Planet Nerd is a television comedy variety programme broadcast on Channel 31 Melbourne produced by RMITV. It stars local Melbourne comedians Dan Walmsley, Paul Verhoeven, Ben McKenzie, Simon Barber, Jason English-Rees, Andrew Doodson, Lou Pardi, and Rob Lloyd, and features other local Melbourne talent as well. Segments from the program are uploaded to YouTube, and there is also an official video podcast.

Planet Nerd was nominated for Best Comedy Program in the 2008 Antenna Awards, which celebrate the best of Australian community television, though they did not win the award.

On 17 September 2008, a new interview with Rocket Boom creator, Andrew Baron, was posted on the Planet Nerd web site. While no other new content has appeared, the original twelve episodes were repeated multiple times by Channel 31, as late as June 2009. It was also broadcast on Triangle TV in New Zealand in 2007.

==Content==
Aimed at the geek demographic, Planet Nerd offers a variation on the variety show format, with host Dan Walmsley acting as an anchor, sometimes accompanied by one of the other presenters, throwing to various segments which include documentaries, reviews and sketches. Each week the hosting segments are filmed in a different context, often forming a series of linked sketches themselves.

===Documentaries===
Aside from the overt comedic content, Planet Nerd also features original, semi-serious documentary segments which explore and celebrate various facets of geek culture. Subjects have included the roleplaying and wargaming convention Arcanacon, RoboGames, Sony's Wonder Technology Lab and National ICT Australia.
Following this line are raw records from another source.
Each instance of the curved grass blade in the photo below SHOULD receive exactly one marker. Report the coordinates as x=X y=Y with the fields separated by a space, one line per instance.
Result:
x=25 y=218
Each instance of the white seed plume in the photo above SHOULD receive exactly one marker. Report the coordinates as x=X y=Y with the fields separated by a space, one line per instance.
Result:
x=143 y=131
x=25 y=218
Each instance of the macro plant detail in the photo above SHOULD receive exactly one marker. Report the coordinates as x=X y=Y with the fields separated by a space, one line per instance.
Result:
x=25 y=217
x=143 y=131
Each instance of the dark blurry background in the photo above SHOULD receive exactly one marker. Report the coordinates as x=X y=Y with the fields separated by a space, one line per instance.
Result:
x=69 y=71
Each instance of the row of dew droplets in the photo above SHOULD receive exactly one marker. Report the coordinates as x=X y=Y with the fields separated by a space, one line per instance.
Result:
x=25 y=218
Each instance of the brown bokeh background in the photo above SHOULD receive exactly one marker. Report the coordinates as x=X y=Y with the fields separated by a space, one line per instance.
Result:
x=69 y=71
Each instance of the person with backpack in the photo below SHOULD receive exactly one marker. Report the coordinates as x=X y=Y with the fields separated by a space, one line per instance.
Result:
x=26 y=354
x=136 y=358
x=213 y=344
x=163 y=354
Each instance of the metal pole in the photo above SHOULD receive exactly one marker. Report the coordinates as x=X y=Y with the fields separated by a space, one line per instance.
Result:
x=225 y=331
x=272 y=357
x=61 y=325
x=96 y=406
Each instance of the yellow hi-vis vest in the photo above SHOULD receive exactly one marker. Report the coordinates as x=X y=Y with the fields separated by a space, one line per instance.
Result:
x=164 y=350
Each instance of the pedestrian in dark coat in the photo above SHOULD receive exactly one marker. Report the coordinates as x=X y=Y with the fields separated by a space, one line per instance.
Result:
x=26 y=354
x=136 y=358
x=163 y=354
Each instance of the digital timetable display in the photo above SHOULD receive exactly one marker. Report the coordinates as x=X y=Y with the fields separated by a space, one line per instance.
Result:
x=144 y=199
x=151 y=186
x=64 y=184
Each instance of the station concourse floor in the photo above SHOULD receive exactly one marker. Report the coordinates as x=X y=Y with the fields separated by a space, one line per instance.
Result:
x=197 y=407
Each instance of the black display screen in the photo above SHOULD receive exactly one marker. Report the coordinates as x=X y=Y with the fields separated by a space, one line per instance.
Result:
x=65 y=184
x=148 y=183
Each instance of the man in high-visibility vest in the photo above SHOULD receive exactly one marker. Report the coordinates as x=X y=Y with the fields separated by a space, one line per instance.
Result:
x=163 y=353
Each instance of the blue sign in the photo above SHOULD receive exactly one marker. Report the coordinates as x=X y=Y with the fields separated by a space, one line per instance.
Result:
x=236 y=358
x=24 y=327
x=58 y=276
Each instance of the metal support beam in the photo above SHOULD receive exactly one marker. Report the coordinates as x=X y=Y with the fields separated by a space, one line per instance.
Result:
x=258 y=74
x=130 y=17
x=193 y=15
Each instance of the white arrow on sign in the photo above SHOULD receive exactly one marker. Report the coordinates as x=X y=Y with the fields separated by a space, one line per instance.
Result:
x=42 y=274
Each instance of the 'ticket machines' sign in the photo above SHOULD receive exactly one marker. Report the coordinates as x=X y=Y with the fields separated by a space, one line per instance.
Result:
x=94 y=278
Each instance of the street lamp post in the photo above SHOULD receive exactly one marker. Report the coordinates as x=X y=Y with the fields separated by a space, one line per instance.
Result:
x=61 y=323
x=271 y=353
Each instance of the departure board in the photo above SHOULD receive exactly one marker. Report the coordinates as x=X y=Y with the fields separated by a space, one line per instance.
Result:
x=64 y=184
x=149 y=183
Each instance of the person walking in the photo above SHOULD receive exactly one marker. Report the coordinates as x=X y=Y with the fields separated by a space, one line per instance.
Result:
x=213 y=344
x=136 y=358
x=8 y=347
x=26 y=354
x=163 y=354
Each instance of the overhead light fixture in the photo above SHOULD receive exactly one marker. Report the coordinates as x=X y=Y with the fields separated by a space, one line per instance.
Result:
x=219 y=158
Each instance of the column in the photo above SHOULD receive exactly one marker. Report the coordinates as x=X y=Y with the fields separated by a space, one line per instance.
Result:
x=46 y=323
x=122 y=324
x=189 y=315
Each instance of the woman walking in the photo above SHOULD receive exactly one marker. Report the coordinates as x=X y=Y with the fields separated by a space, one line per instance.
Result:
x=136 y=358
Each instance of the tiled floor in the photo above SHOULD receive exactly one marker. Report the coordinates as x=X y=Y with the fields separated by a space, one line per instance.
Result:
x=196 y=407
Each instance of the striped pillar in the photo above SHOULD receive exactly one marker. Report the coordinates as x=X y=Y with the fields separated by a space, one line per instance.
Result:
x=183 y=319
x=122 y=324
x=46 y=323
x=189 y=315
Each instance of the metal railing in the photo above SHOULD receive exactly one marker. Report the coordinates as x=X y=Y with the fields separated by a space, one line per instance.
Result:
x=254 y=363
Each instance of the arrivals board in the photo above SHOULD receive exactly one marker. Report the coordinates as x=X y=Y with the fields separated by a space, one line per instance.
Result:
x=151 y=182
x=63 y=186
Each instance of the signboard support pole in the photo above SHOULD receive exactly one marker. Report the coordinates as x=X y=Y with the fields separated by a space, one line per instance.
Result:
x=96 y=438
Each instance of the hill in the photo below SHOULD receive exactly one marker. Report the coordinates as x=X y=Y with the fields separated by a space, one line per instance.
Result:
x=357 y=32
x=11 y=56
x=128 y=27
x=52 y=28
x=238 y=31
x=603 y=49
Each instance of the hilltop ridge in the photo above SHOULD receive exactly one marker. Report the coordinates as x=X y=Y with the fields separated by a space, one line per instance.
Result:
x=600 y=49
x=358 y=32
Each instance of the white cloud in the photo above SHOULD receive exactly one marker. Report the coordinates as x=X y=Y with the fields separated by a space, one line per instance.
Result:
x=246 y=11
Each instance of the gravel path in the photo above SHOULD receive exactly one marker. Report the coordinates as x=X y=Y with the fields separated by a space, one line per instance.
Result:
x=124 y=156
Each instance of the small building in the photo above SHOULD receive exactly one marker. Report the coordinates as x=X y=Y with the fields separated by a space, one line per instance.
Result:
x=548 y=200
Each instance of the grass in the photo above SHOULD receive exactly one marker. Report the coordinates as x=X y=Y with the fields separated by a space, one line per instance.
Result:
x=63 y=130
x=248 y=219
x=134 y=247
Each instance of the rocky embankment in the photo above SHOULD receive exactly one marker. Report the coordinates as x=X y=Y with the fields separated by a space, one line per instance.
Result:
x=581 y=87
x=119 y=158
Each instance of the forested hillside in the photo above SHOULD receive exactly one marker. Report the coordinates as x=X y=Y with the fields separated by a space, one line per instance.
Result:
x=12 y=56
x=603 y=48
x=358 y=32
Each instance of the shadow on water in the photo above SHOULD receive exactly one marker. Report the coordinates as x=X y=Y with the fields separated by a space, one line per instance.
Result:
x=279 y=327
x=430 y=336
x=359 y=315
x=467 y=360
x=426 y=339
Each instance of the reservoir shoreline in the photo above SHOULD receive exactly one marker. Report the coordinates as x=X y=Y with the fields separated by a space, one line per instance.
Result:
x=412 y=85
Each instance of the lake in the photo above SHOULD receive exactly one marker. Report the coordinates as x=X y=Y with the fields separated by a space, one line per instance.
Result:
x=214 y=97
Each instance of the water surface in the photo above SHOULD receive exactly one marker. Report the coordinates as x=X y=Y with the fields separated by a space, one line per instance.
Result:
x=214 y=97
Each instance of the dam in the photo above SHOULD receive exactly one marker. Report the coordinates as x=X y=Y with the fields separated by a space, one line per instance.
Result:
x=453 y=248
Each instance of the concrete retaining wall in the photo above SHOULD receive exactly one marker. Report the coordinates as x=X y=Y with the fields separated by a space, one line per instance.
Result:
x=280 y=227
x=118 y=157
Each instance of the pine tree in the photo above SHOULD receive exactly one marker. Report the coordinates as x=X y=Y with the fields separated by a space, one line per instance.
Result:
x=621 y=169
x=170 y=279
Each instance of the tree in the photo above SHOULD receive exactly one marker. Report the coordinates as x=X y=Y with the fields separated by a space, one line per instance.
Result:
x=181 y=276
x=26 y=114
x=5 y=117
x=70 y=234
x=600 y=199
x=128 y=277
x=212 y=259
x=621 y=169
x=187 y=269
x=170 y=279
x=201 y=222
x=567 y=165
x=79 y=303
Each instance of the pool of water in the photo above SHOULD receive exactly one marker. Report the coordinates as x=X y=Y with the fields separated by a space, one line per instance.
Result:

A similar semi-regular segment is "Geek of the Week", in which a subject is interviewed by Ben McKenzie about their nerdy hobbies or profession.

Footage of John Carnack's presentation at Apple Computer's 2007 World Wide Developer's Conference was posted by Planet Nerd on YouTube, resulting in over 43,000 views, making the programme the number one watched comedian on YouTube for 12 June 2007.

===Reviews===
Paul Verhoeven reviews recent films in an anarchic sketch-based format, concentrating on genre films like Michael Bay's Transformers. Rob Lloyd's "One Minute DVD Review" awards scores out of "Seven Samurai", and instead of new releases focusses on classics, including box sets of early Doctor Who (The Beginning), The Muppet Show and the films of Harold Lloyd.

==Response==
Planet Nerd has gathered some positive press, most notably in an article in The Age newspaper's Green Guide about Channel 31 programming, in which Marieke Hardy referred to the show as "magically dorky" and "adorably earnest".

Australian technology web site Gizmodo reported on a Planet Nerd publicity stunt in which they celebrated the release of the iPhone by selling an obviously fake oversized cardboard iPhone (a prop from the first episode) on eBay.

===John Howard YouTube response===
Dan Walmsley posted a Planet Nerd response, the first video response (as opposed to a text comment), to Prime Minister John Howard's YouTube video about climate change policy, a video later featured in a news.com.au article about the difficulty of finding the genuine article in amongst the remixes and parodies. The Planet Nerd video response has become an unofficial focus for debate on the site about Howard's announcement after commenting on the original video was disabled, with around 200 text comments and nearly 8,000 views.